Medicare Advantage: Beneficiary Disenrollments to Fee-for-Service in Last Year of Life Increase Medicare Spending
U.S. Government Accountability Office (GAO)
June 28, 2021
Medicare Advantage (MA) beneficiaries in the last year of life disenrolled to join Medicare fee-for-service (FFS) at more than twice the rate of all other MA beneficiaries, GAO’s analysis found. MA plans are prohibited from limiting coverage based on beneficiary health status, and disproportionate disenrollment by MA beneficiaries in the last year of life may indicate potential issues with their care. Stakeholders told GAO that, among other reasons, beneficiaries in the last year of life may disenroll because of potential limitations accessing specialized care under MA.
Beneficiaries in the last year of life who disenrolled from MA to join FFS increased Medicare costs as they moved from MA’s fixed payment arrangement to FFS, where payments are based on the amount and cost of services provided. GAO’s analysis shows that FFS payments for such beneficiaries who disenrolled in 2016 were $422 million higher than their estimated MA payments had they remained in MA, and were $490 million higher for those that disenrolled in 2017.
Prior GAO and other studies have shown that beneficiaries in poorer health are more likely to disenroll from MA to join FFS, which may indicate that they encountered issues with their care under MA. Beneficiaries in the last year of life are generally in poorer health and often require high-cost care.
Comment by Eagan Kemp
This report is a bombshell — even when delivered in GAO’s typically understated style.
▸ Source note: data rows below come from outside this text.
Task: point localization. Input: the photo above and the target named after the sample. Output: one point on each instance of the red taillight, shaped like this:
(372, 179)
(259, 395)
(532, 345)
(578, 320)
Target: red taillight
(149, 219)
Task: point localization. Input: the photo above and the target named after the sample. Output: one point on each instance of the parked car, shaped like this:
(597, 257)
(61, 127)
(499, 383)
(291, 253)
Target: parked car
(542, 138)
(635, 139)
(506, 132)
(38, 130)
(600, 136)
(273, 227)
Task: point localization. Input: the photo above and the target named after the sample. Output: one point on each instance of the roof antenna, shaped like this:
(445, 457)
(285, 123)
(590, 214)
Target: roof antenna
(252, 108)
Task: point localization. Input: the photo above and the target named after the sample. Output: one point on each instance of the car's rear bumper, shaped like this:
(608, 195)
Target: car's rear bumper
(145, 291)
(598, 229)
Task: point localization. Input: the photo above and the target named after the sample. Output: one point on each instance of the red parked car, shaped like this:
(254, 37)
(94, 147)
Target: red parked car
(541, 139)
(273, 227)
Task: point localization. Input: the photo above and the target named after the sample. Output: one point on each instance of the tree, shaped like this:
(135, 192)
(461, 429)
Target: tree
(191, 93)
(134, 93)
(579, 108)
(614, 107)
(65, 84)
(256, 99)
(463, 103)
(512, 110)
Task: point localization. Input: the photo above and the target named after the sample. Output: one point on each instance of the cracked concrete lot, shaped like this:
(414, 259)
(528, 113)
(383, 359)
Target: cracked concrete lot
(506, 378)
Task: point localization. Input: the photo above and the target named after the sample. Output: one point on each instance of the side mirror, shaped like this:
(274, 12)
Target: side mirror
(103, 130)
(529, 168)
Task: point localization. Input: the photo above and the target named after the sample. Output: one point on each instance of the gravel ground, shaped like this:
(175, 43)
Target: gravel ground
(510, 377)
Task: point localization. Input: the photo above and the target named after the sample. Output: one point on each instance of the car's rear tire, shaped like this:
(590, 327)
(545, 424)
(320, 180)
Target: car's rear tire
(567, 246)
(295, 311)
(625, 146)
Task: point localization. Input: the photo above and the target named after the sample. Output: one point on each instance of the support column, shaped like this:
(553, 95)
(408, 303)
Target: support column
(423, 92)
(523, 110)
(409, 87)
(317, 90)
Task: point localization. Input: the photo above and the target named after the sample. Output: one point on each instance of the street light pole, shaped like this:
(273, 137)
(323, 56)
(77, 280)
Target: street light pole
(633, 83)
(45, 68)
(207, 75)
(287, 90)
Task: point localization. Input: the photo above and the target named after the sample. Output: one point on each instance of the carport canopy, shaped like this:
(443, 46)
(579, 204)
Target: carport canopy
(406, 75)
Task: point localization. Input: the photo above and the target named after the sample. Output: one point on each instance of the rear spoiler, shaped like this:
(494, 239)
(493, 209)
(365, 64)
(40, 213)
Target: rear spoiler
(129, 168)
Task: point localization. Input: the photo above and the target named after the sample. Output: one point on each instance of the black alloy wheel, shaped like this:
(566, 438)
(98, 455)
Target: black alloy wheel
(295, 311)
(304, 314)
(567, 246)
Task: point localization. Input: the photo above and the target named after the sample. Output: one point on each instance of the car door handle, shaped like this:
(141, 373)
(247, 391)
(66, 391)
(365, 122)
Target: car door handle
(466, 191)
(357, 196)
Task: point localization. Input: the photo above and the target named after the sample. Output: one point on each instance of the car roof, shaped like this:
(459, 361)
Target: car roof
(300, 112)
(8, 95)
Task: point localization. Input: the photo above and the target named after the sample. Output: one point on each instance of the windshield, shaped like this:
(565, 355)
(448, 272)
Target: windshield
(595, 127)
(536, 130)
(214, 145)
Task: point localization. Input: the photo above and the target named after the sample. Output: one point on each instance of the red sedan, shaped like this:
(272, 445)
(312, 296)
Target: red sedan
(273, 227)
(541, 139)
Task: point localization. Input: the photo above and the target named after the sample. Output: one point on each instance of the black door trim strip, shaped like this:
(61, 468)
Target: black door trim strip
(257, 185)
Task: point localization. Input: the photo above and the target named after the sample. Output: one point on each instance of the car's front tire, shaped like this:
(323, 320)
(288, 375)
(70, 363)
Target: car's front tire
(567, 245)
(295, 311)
Having been a senior analyst at GAO for more than a decade before coming to Public Citizen, I can tell you that it takes an overwhelming amount of substantiated evidence to state things as strongly as they do in this report.
The implications couldn’t be more clear and the profit motive more transparent. Medicare Advantage plans — as they also do with other high-cost patients in poor health — are finding ways to avoid paying the high costs of end-of-life care. They often do this through limiting access to specialized care through narrow networks or other unscrupulous means.
These vulture Medicare Advantage companies will stop at nothing to keep their profits high — including forcing beneficiaries and their families to jump through numerous hoops to disenroll from predatory Medicare Advantage plans and enroll back into traditional Medicare at the worst possible time. And all so that traditional Medicare is left to pay the bills instead of Medicare Advantage plans. I am not sure how these people sleep at night.
It should be no surprise that insurers do everything in their power to evade the one thing they are supposed to do: pay for the care their enrollees need. It is exactly why insurers were insanely profitable during the COVID-19 pandemic — by NOT paying for care.
If it wasn’t already clear by now, these findings drive home the point that insurers add nothing but misery and administrative hurdles for patients while raising the overall cost of the health care in America through massive waste, fraud, and abuse.
It is time to end their ability to hurt patients and reap insane profits. It is time for Medicare for All.